Metro Health – University of Michigan Health hosts a Drug Take Back Day event Saturday, April 29.

University of Michigan Health, in partnership with the City of Wyoming Environmental Services and the Kent County Safe Meds Program, is hosting a Drug Take Back Day on Saturday, April 29, from 10 a.m. to 2 p.m.


“Metro Health – University of Michigan Health is proud to provide this service to the community,” said Executive Vice President and Chief Administrative Officer Floyd Wilson, Jr. “Returning unused or expired medicines is the responsible thing to do. Proper disposal of expired or unused drugs is a matter of public safety and public health.
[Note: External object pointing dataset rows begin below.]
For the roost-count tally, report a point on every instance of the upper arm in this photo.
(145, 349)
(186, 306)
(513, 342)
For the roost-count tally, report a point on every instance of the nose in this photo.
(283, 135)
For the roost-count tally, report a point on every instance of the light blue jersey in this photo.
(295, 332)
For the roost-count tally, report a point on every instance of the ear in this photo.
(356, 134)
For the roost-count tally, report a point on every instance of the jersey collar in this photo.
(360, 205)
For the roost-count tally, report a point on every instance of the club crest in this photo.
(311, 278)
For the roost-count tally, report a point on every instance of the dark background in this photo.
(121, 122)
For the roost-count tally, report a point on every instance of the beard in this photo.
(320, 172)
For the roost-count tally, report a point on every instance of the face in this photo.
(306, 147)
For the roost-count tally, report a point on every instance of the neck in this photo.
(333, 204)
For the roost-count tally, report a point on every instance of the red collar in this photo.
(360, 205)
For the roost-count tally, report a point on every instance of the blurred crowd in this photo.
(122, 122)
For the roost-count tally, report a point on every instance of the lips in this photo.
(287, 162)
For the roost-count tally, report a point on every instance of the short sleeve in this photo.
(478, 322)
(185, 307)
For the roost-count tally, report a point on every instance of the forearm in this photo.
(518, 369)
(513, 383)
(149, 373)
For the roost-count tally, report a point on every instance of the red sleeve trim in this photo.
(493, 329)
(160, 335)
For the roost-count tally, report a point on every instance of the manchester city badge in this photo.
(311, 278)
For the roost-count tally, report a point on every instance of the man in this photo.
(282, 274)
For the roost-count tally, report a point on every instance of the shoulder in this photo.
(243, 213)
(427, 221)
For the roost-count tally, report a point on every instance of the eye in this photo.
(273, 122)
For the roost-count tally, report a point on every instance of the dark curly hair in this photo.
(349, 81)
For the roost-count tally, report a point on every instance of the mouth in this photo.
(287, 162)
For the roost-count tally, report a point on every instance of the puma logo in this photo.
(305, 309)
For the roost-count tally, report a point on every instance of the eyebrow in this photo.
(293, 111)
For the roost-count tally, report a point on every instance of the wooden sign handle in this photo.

“When drugs are thrown away or flushed, the chemicals in them can get into our water supply and soil. Additionally, it can be dangerous for individuals to use expired medicines or creams. By providing this service to the West Michigan community, we are all working together to keep our homes and families safe.”


All drugs are accepted at this event. They do not have to be in original containers. If they are in original containers, confidential bins will be used to dispose of those containers. The Wyoming Department of Public Safety participates in the event to ensure the safe disposal of the medicines.
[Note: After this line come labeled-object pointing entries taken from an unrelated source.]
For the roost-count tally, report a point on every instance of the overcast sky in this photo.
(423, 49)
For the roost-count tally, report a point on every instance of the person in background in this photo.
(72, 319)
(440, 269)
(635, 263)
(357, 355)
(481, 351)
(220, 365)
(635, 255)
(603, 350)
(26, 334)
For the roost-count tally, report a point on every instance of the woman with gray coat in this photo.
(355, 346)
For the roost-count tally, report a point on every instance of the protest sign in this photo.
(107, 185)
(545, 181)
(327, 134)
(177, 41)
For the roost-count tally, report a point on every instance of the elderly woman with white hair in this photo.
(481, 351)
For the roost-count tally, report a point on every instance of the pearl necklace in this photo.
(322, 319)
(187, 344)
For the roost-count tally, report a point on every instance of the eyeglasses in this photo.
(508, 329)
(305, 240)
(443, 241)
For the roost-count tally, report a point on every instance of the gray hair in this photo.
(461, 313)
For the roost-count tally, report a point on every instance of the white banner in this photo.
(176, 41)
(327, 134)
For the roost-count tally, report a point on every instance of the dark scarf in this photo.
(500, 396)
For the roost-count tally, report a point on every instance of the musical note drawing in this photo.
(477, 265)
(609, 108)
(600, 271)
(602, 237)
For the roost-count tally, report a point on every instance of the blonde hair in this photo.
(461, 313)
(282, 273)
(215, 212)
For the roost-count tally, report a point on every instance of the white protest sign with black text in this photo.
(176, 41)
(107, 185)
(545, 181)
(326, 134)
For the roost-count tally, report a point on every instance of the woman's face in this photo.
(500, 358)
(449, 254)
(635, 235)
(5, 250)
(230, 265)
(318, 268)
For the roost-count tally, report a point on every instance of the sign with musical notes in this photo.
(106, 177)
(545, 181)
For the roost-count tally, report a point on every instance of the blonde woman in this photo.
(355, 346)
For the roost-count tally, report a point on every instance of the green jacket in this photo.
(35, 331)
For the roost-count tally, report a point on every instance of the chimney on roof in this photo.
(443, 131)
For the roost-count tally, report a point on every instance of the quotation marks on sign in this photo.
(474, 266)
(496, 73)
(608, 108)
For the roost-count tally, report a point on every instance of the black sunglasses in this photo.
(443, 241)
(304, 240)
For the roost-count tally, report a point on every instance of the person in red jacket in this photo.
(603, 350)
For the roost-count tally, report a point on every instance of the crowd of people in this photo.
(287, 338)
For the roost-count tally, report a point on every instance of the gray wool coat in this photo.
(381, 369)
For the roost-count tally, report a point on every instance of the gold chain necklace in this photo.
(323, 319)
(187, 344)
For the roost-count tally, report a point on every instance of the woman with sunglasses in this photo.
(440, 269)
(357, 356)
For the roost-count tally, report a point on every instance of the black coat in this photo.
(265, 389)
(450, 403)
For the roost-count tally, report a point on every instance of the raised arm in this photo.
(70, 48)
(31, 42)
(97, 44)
Additionally, the Drug Enforcement Administration requires the presence of law enforcement at events like this. No questions will be asked of anyone bringing in any type of medication at this event. Furthermore, no paperwork is required and no signatures are collected.


“We hope area families will take advantage of this free service,” Wilson said. “We appreciate the support from our partner, the Wyoming Department of Public Safety, who join us in ensuring the proper disposal of medicines.”


Metro Health – University of Michigan Health has hosted Drug Take Back Days since 2011. Since then, more than 3,712 pounds of drugs have been collected from the community. In April 2016, 384.35 pounds of drugs were collected along with 60 pounds of mercury. And, in October 2016, 366 pounds of drugs, along with one pound of mercury thermometers were collected.